The tenant claims the landlord wanted her to fix the broken furnace; the landlord says she only wanted the tenant to pay a $125 service fee.
ATLANTA, Ga. (Atlanta News First) - When LaToya Copeland signed a lease for a house in Hampton, Georgia, she missed an important clause. The landlords, a couple living out of state who actually owned the house, included this requirement:
“Tenant will be responsible for all maintenance after the first 30 days.”
But what does “all maintenance” mean, and is the clause legal under Georgia Law?
When Copeland told her landlords about a broken furnace, she claimed the couple wanted her to pay for the repairs.
Copeland also said the couple blames her for not dripping the faucets during January’s record freeze.
Atlanta News First Investigates showed the leasing agreement to a tenant’s rights attorney with Atlanta Legal Aid.
Erin Willoughby said Georgia Law isn’t clear on many landlord-tenant issues.
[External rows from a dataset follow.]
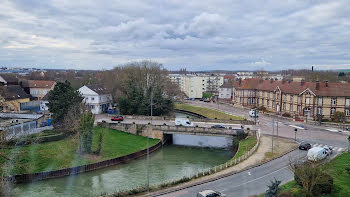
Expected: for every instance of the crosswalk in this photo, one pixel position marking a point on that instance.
(338, 149)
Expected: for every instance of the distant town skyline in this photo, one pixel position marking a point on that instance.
(196, 35)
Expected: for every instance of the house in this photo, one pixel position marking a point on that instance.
(226, 92)
(11, 98)
(97, 97)
(300, 98)
(37, 88)
(8, 79)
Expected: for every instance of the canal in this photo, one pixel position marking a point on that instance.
(170, 162)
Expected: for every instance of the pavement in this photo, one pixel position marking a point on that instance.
(255, 180)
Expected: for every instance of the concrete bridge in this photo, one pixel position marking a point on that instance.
(192, 136)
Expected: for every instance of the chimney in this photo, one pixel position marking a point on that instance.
(317, 85)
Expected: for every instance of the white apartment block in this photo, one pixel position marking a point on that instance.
(194, 85)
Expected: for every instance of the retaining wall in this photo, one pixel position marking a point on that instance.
(25, 178)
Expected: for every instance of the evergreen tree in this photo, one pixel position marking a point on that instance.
(61, 99)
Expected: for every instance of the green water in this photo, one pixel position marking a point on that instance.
(170, 162)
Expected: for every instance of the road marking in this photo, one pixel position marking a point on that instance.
(333, 130)
(262, 176)
(297, 127)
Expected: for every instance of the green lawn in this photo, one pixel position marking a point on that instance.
(62, 154)
(335, 168)
(207, 112)
(244, 146)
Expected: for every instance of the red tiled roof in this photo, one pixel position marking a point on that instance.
(290, 87)
(38, 84)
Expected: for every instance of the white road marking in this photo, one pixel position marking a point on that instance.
(296, 127)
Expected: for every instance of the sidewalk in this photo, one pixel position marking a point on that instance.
(282, 146)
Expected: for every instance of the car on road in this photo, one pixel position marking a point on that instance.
(210, 193)
(218, 126)
(304, 146)
(117, 118)
(329, 150)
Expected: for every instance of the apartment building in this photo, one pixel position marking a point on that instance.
(300, 98)
(194, 85)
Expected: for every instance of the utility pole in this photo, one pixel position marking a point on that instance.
(150, 88)
(273, 132)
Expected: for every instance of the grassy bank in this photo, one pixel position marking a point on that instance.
(244, 146)
(207, 112)
(337, 169)
(63, 153)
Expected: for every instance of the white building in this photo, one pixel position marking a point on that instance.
(97, 97)
(194, 85)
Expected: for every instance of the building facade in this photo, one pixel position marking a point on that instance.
(297, 98)
(37, 88)
(97, 98)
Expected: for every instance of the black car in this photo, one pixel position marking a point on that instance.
(304, 146)
(218, 127)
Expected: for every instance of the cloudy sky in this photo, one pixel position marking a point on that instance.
(197, 35)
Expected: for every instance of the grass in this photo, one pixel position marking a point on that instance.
(63, 153)
(207, 112)
(244, 146)
(337, 169)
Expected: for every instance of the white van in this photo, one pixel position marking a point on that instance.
(253, 113)
(183, 122)
(316, 154)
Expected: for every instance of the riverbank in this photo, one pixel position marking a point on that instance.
(63, 153)
(207, 112)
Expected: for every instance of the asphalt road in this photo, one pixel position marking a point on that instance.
(255, 180)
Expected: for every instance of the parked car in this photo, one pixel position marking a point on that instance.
(117, 118)
(316, 154)
(183, 122)
(329, 150)
(218, 126)
(210, 193)
(304, 146)
(254, 113)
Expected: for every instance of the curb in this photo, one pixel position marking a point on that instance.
(219, 177)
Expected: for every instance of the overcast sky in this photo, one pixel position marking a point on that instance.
(197, 35)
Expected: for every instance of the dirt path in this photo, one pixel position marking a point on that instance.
(281, 146)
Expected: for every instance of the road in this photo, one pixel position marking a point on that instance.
(255, 180)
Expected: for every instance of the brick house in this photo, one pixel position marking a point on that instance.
(299, 98)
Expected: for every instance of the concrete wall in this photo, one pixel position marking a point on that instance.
(202, 141)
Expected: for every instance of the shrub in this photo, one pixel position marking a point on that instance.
(286, 115)
(285, 194)
(323, 186)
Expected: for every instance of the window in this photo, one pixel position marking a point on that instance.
(307, 101)
(320, 101)
(332, 110)
(334, 101)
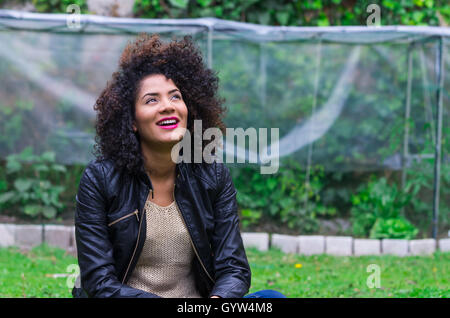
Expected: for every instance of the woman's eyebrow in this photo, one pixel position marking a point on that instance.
(157, 94)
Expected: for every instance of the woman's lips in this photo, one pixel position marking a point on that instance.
(170, 126)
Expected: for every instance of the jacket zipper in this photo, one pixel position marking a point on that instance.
(190, 238)
(137, 242)
(136, 212)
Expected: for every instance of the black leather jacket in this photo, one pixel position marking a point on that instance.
(110, 229)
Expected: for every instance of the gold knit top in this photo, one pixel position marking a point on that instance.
(164, 267)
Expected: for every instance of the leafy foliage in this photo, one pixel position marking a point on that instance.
(376, 210)
(28, 189)
(284, 198)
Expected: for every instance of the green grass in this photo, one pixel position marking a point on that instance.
(29, 274)
(328, 276)
(26, 274)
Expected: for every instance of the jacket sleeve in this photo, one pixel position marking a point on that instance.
(232, 272)
(94, 249)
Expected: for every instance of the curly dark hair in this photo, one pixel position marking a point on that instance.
(182, 62)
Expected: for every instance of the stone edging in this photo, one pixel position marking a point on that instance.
(27, 236)
(343, 245)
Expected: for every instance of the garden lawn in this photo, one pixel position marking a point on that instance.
(31, 274)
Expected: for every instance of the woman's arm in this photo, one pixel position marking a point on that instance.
(230, 261)
(94, 249)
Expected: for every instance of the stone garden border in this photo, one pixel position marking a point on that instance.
(27, 236)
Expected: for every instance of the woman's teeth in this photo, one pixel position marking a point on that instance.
(168, 122)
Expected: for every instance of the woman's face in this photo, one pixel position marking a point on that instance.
(161, 114)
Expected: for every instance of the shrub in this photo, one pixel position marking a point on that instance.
(30, 191)
(376, 210)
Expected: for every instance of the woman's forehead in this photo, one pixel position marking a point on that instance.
(156, 83)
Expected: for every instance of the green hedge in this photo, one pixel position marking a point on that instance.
(279, 12)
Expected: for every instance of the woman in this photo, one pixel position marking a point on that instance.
(147, 226)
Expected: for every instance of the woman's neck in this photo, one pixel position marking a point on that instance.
(158, 163)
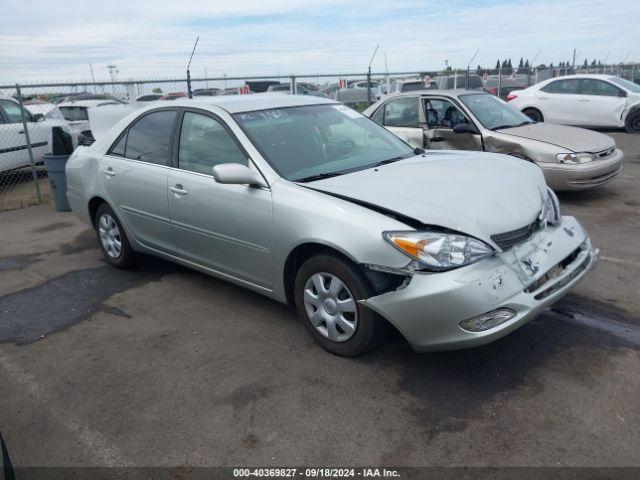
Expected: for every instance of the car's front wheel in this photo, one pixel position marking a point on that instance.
(534, 114)
(327, 290)
(632, 122)
(113, 240)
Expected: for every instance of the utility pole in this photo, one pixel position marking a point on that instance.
(535, 69)
(369, 76)
(466, 78)
(93, 78)
(386, 69)
(189, 94)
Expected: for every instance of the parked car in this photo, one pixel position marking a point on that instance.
(14, 150)
(174, 96)
(406, 85)
(48, 110)
(507, 85)
(76, 112)
(150, 97)
(260, 86)
(206, 92)
(310, 203)
(301, 89)
(458, 81)
(570, 158)
(585, 100)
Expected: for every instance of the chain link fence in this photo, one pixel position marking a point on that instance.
(28, 112)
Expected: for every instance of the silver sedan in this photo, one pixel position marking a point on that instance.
(571, 158)
(312, 204)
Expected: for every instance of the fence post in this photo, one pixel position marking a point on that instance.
(28, 140)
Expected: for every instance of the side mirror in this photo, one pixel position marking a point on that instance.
(237, 174)
(466, 128)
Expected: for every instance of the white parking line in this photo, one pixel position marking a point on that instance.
(96, 443)
(621, 261)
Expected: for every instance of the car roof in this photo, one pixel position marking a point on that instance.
(247, 103)
(436, 92)
(87, 103)
(595, 76)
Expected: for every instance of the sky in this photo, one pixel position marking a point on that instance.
(46, 40)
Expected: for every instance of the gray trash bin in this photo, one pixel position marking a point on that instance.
(55, 165)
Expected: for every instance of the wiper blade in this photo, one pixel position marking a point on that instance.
(390, 160)
(502, 127)
(319, 176)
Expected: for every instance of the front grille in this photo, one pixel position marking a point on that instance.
(606, 153)
(509, 239)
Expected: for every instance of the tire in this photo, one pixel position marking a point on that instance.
(327, 314)
(534, 114)
(632, 122)
(112, 238)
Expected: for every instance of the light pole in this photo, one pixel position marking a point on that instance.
(369, 76)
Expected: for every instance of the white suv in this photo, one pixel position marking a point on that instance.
(583, 100)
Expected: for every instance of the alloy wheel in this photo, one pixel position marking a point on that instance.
(110, 236)
(330, 307)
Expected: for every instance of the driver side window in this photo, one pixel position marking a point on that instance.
(205, 143)
(442, 113)
(402, 112)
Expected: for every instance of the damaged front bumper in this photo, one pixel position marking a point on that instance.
(524, 280)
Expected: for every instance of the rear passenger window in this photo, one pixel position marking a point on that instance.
(148, 139)
(205, 143)
(402, 112)
(118, 148)
(562, 86)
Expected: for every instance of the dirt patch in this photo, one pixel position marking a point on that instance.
(22, 193)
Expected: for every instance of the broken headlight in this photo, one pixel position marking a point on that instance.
(439, 251)
(575, 158)
(551, 208)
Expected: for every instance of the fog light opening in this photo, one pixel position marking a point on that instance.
(488, 320)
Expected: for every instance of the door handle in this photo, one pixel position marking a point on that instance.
(178, 190)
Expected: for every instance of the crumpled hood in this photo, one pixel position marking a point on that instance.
(569, 138)
(476, 193)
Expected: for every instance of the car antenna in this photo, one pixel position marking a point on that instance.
(189, 94)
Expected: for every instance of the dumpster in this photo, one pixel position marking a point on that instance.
(55, 163)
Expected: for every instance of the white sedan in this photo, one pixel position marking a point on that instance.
(14, 151)
(583, 100)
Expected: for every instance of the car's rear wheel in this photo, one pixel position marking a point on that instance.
(534, 114)
(327, 289)
(113, 240)
(632, 122)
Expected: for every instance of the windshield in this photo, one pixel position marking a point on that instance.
(412, 86)
(626, 84)
(320, 140)
(493, 113)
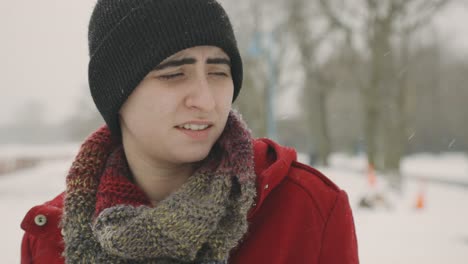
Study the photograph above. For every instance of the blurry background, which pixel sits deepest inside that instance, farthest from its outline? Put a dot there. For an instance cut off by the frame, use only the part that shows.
(372, 92)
However, “one place where it is quite clear is that landlords have a non-delegable duty to make necessary repairs that they are aware of,” Willoughby said.
TiaCiara McNair said she never intended to make Copeland responsible for repairs but did want her to pay her home warranty’s $125 service charge.
“And then every time there’s an issue, and something needs to be done, she always has something going on with her schedule,” McNair claimed.
Willoughby said because Georgia Law requires landlords to maintain the property, and the requested $125 service charge was not included in the lease, the landlord has no right to ask for it.
One thing all leases require is payment on the first of the month. McNair said Copeland was repeatedly late but caught up in December. Then, in January, Copelan, withheld rent to get the requested repairs.
Willoughby said withholding rent is the worst thing a tenant can do because it allows the landlord to file for eviction.
Here are the takeaways from this story:
- Tenants need to consider the consequences of withholding rent because landlords will file to evict. Hiring a repairer and deducting rent is legal, but experts said the landlord will most likely reject the payment and file for eviction anyway.
- If the tenant has the means, a better option is to “Repair and Sue” in small claims.
- The best option, though, is compromising. Neither side wants to end up in court: the landlord loses income waiting for a hearing, and the tenant gets an eviction on their credit, making it difficult to rent again.
Copeland’s landlords gave her a few days to pay January’s rent but said she decided not to pay. They offered to let her break the lease and return one-half of her deposit, but Copeland declined.
Copeland texted Atlanta New First, “Thank you for your help and advice.” She said she will take her chances in court.